The Power of Authentic Negotiations: Thinking Outside the Box and Finding Solutions

When it comes to our industry (any industry, really), the negotiation process between clients and vendors is crucial. Both parties want what's best for them, their clients, and their budgets, but perspectives can differ. Clients are trying to articulate their vision while staying within budget. Vendors aim to deliver an exceptional experience while ensuring fair compensation.

It's a dance for sure and can be a bit cumbersome and awkward. But if both parties approach it with empathy, trying to understand the other's perspectives and constraints, negotiations can be transformed into a collaborative problem-solving exercise.

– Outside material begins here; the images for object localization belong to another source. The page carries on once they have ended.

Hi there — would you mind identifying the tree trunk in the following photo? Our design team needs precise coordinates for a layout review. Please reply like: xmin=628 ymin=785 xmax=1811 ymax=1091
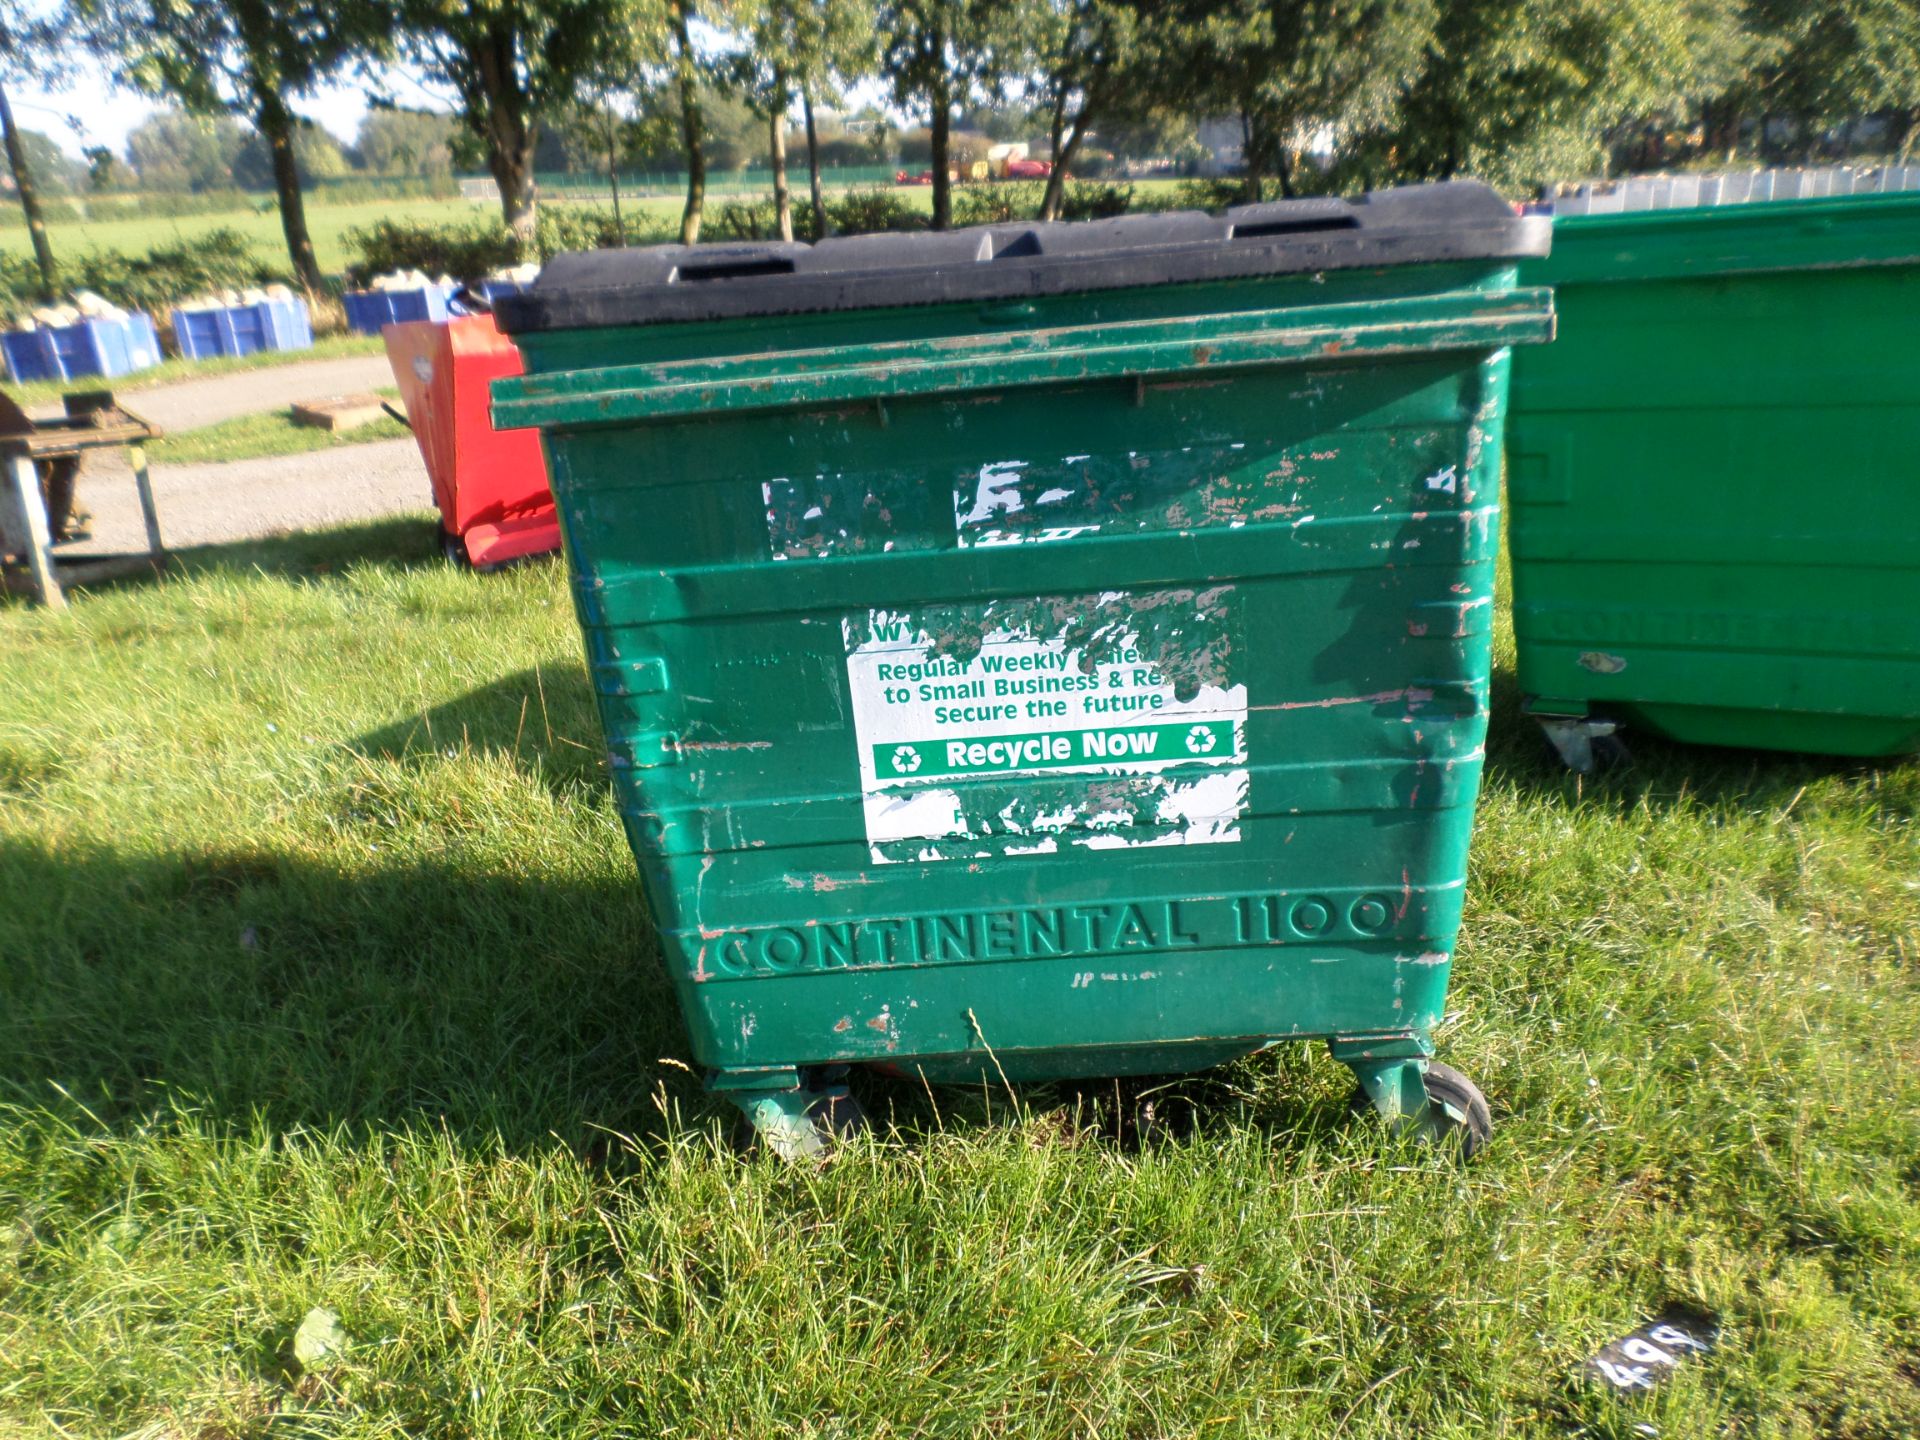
xmin=1276 ymin=145 xmax=1296 ymax=200
xmin=1038 ymin=85 xmax=1068 ymax=219
xmin=0 ymin=77 xmax=58 ymax=300
xmin=1040 ymin=102 xmax=1093 ymax=222
xmin=489 ymin=125 xmax=537 ymax=247
xmin=475 ymin=34 xmax=538 ymax=247
xmin=252 ymin=80 xmax=326 ymax=293
xmin=672 ymin=0 xmax=705 ymax=245
xmin=605 ymin=103 xmax=625 ymax=243
xmin=1239 ymin=108 xmax=1264 ymax=204
xmin=929 ymin=70 xmax=952 ymax=228
xmin=803 ymin=86 xmax=828 ymax=240
xmin=769 ymin=69 xmax=792 ymax=242
xmin=1894 ymin=106 xmax=1917 ymax=161
xmin=1703 ymin=95 xmax=1737 ymax=162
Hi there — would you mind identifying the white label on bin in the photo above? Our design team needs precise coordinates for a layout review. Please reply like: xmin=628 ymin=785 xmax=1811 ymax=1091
xmin=842 ymin=589 xmax=1247 ymax=865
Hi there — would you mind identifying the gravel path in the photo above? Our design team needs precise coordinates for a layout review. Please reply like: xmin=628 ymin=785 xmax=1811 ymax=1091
xmin=31 ymin=353 xmax=398 ymax=434
xmin=119 ymin=353 xmax=398 ymax=434
xmin=26 ymin=350 xmax=447 ymax=562
xmin=65 ymin=438 xmax=432 ymax=556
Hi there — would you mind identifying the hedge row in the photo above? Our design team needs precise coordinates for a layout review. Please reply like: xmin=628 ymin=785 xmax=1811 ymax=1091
xmin=0 ymin=227 xmax=280 ymax=320
xmin=346 ymin=180 xmax=1216 ymax=280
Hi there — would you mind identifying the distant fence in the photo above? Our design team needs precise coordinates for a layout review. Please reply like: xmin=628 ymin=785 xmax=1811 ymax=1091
xmin=1543 ymin=164 xmax=1920 ymax=215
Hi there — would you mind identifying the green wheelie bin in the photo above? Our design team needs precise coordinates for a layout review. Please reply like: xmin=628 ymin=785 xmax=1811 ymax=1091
xmin=1507 ymin=189 xmax=1920 ymax=768
xmin=491 ymin=182 xmax=1552 ymax=1157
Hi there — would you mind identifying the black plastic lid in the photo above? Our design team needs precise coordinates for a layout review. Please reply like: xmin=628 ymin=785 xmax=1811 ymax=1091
xmin=494 ymin=181 xmax=1549 ymax=334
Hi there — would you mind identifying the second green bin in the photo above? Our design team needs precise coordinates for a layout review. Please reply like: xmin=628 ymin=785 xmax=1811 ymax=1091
xmin=1508 ymin=191 xmax=1920 ymax=766
xmin=493 ymin=183 xmax=1552 ymax=1156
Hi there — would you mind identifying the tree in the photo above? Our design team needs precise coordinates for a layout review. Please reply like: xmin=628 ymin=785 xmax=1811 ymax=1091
xmin=1024 ymin=0 xmax=1141 ymax=219
xmin=562 ymin=66 xmax=652 ymax=238
xmin=12 ymin=128 xmax=84 ymax=194
xmin=878 ymin=0 xmax=1016 ymax=229
xmin=1154 ymin=0 xmax=1437 ymax=202
xmin=0 ymin=1 xmax=69 ymax=299
xmin=731 ymin=0 xmax=875 ymax=240
xmin=123 ymin=110 xmax=250 ymax=192
xmin=1754 ymin=0 xmax=1920 ymax=159
xmin=1344 ymin=0 xmax=1708 ymax=191
xmin=233 ymin=123 xmax=351 ymax=189
xmin=353 ymin=106 xmax=458 ymax=176
xmin=668 ymin=0 xmax=706 ymax=243
xmin=83 ymin=144 xmax=128 ymax=191
xmin=76 ymin=0 xmax=372 ymax=293
xmin=584 ymin=87 xmax=634 ymax=239
xmin=619 ymin=1 xmax=767 ymax=243
xmin=392 ymin=0 xmax=630 ymax=245
xmin=1667 ymin=2 xmax=1774 ymax=167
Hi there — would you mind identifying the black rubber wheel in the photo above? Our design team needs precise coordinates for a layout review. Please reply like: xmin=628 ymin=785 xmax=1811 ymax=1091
xmin=1349 ymin=1060 xmax=1493 ymax=1160
xmin=806 ymin=1089 xmax=869 ymax=1145
xmin=1417 ymin=1061 xmax=1492 ymax=1159
xmin=438 ymin=528 xmax=468 ymax=566
xmin=1590 ymin=732 xmax=1630 ymax=771
xmin=729 ymin=1086 xmax=868 ymax=1159
xmin=1538 ymin=719 xmax=1630 ymax=774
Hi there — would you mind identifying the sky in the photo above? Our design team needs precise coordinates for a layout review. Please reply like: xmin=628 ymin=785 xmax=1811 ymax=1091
xmin=9 ymin=57 xmax=450 ymax=159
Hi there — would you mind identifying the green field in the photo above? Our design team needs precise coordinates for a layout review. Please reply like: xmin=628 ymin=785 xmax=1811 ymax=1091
xmin=16 ymin=193 xmax=751 ymax=274
xmin=1 ymin=522 xmax=1914 ymax=1438
xmin=19 ymin=198 xmax=479 ymax=275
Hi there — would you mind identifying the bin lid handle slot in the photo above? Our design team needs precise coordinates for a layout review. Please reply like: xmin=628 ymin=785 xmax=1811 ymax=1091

If both are willing to be open and authentic, actively listening to understand each other's needs and priorities truly, you open the door to creative solutions that benefit everyone.

First, don't be afraid to have more complex conversations that dig deeper. For clients, clearly explain your goals, concerns, and must-haves for the event. Listen, this could be the fact that you HAVE to deliver on cost savings, or the truth is, you need some sort of "evidence" that you at least tried to "negotiate" (we've all been there, right?). So here's a funny scenario: as consumers, how much bargaining power do we have? I've always asked myself this...When negotiating with vendors – I tried to bear that in mind. I find it interesting that you can't deal with Airlines, but we expect hotels to come down on their room rates. It's just a fascinating position to be in. Why is that? Is it because that's how the industry is set up? Is it because that's the way it's always been done? (Sounds like a good podcast episode – LOL).

I digress. The goal of these open, candid conversations is to establish trust and authenticity toward a common goal. Experienced vendors appreciate this candor as it allows them to tailor their services more precisely and build a more robust long-term partnership.

On the vendor/partner side, actively listen and ask exploratory questions. Don't make assumptions—the client's needs may be more nuanced than what's on the surface. An open dialogue allows you to get to the heart of their vision and priorities. Sure, if you need to present the standard "concessions," fine, but when you take the time to evaluate those against their specific asks, maybe there should be some alteration? Summarize and confirm your understanding to avoid misunderstandings.

Having come from both sides, I'm looking for a partner who will listen and work to collaborate on negotiating the needs. Don't just present the standard concession as the final offer, spending so much back and forth time altering, adjusting, and finally reaching a consensus. Stop, listen, measure, adjust, present. Be willing to compromise and flex where possible while still meeting core needs.

Both parties should approach negotiations assuming the other has good intentions and works towards the best possible outcome. 

Ok, I talked about listening and being open – well, now it's time to deliver those concessions. Maybe the standard concessions are a perfect fit, or they just don't work (like a "free something" that provides no value). I planned and contracted multiple events and always saw the same concessions – comp nights, F&B discounts, free transfers, complimentary nightly amenities, etc. I always crossed most out. Mainly because the client I was advocating for had an exciting payment structure, which they couldn't take advantage of.

I found myself digging into my budget for areas where I could alleviate pain points. It was the best concession I ever had, so wait for it. Onsite staff runner! The amount of time and hassle this saved our team was invaluable. I always had to bring staff onsite for this, rent a car, etc. Instead, this vendor offered a staff person for our time to assist with last-minute errands, needs, and other inevitable fires that surface onsite. BEST concession! Maybe I paid for this through markup or somewhere else, but the fact that they were willing to get creative and think outside the box got my attention.

Other innovative solutions include providing onsite radios or an event app for better communication, adjusting payment terms, bundling services across vendors, leveraging vendor partnerships for unique offerings, etc. The possibilities are endless when you ditch the cookie-cutter approach.

You must fully understand the ask from all angles to reach the best solution. For clients, please be clear about your objectives, budget, areas of flexibility, and absolute must-haves. Vendors dig into the client's priorities—what are their nice-to-haves vs. non-negotiables? The more context you have, the better you can negotiate unique concessions that truly move the needle.

The most successful negotiations stem from partnerships built on transparency, understanding, ingenuity, and a willingness to adapt. Don't get boxed in by trying to fit a square peg into a round hole. By actively listening, asking thoughtful questions, and maintaining an open mind, negotiations become an avenue for co-creating memorable experiences rooted in mutual trust.